The Shire of Yea was a local government area about 110 km northeast of Melbourne, the state capital of Victoria, Australia. The shire covered an area of 1392.32 km2, and existed from 1869 until 1994. The shire's population was dominated by the town of Yea.

==History==

Yea was first incorporated as a road district on 1 February 1869, and became a shire on 28 November 1873.

Its boundaries changed a number of times throughout its existence:
- 15 May 1907 - Annexed parts of the Shire of Seymour.
- 20 May 1914 - Lost a part of North Riding to the Shire of Alexandra.
- 21 April 1925 - Lost parts to the Shire of Healesville.
- 19 April 1961 - Lost parts to the Shire of Seymour.
- 1 October 1972 - Annexed parts of the Shire of Eltham, near Kinglake.
- 1 October 1980 - Annexed parts of the Shire of Healesville.

The Shire was described in the 1949 Australian Blue Book as an elevated area given to pastoral and dairying pursuits, along with sheep and cattle grazing. By 1994, 51% of Yea's land was under cultivation as farmland, with the Kinglake National Park and Yea River Regional Park, as well as the Murrindindi Forest, the latter being important to Yea's economy for timber production, accounting for much of the rest.
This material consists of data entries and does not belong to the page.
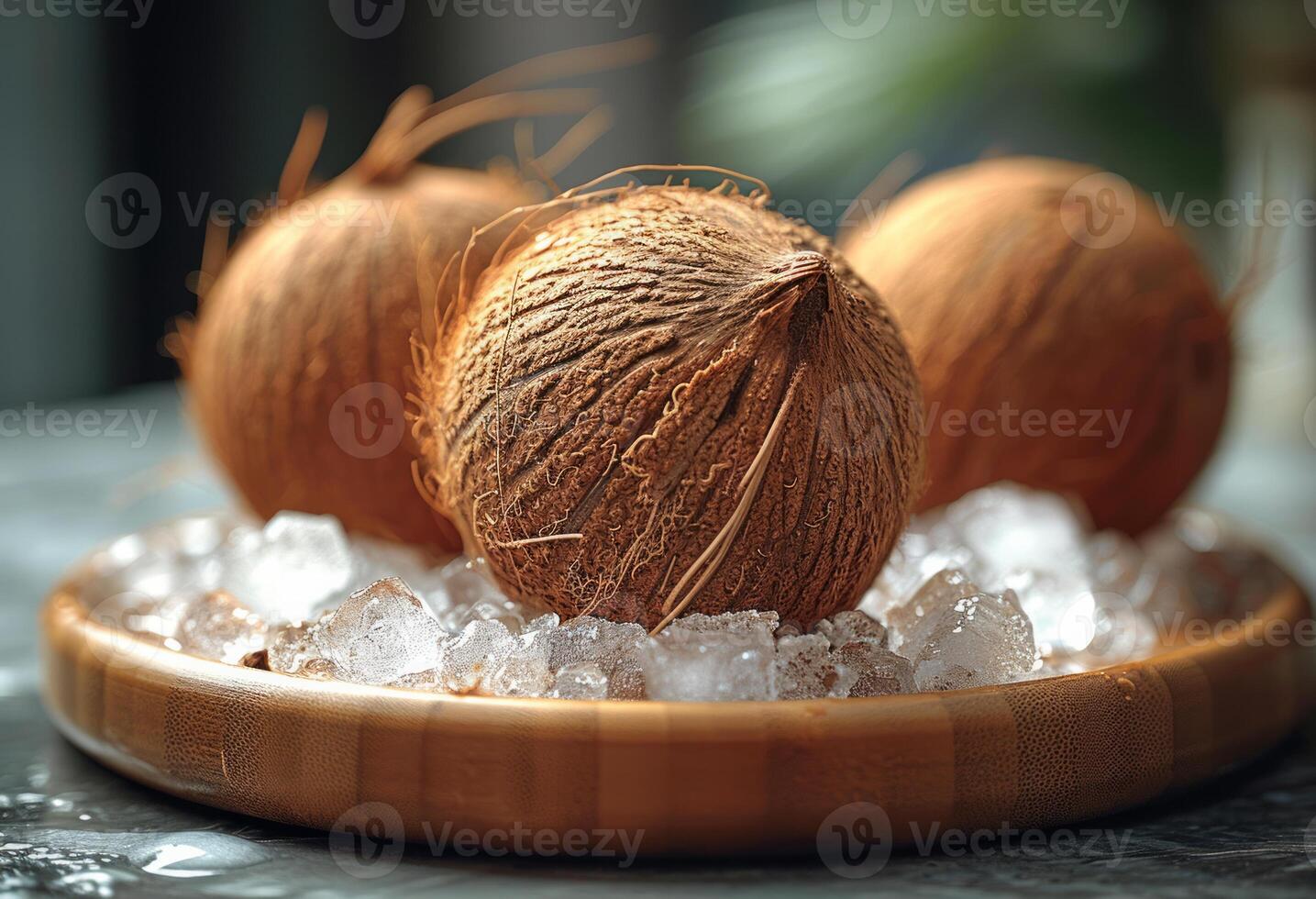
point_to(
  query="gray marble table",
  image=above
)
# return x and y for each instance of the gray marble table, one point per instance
(72, 827)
On 18 November 1994, the Shire of Yea was abolished, and along with the Shire of Alexandra and parts of the City of Whittlesea and the Shires of Broadford, Eltham, Euroa and Healesville, was merged into the newly created Shire of Murrindindi.

===Ridings===

Yea's ridings were abolished on 27 May 1930, and all councillors represented the entire shire.

==Towns and localities==

- Break O'Day
- Caveat
- Cheviot
- Devlins Bridge
- Dropmore
- Flowerdale
- Ghin Ghin
- Glenburn
- Hazeldene
- Highlands
- Homewood
- Kerrisdale
- Kinglake (shared with the Shire of Eltham)
- Limestone
- Molesworth
- Murrindindi
- Woodbourne
- Yea*

- Council seat.

==Population==

| Year | Population |
|---|---|
| 1911 | 2,603 |
| 1954 | 2,866 |
| 1958 | 2,920* |
| 1961 | 2,697 |
| 1966 | 2,620 |
| 1971 | 2,970 |
| 1976 | 3,071 |
| 1981 | 4,437 |
| 1986 | 4,200 |
| 1991 | 4,744 |

- Estimate in the 1958 Victorian Year Book.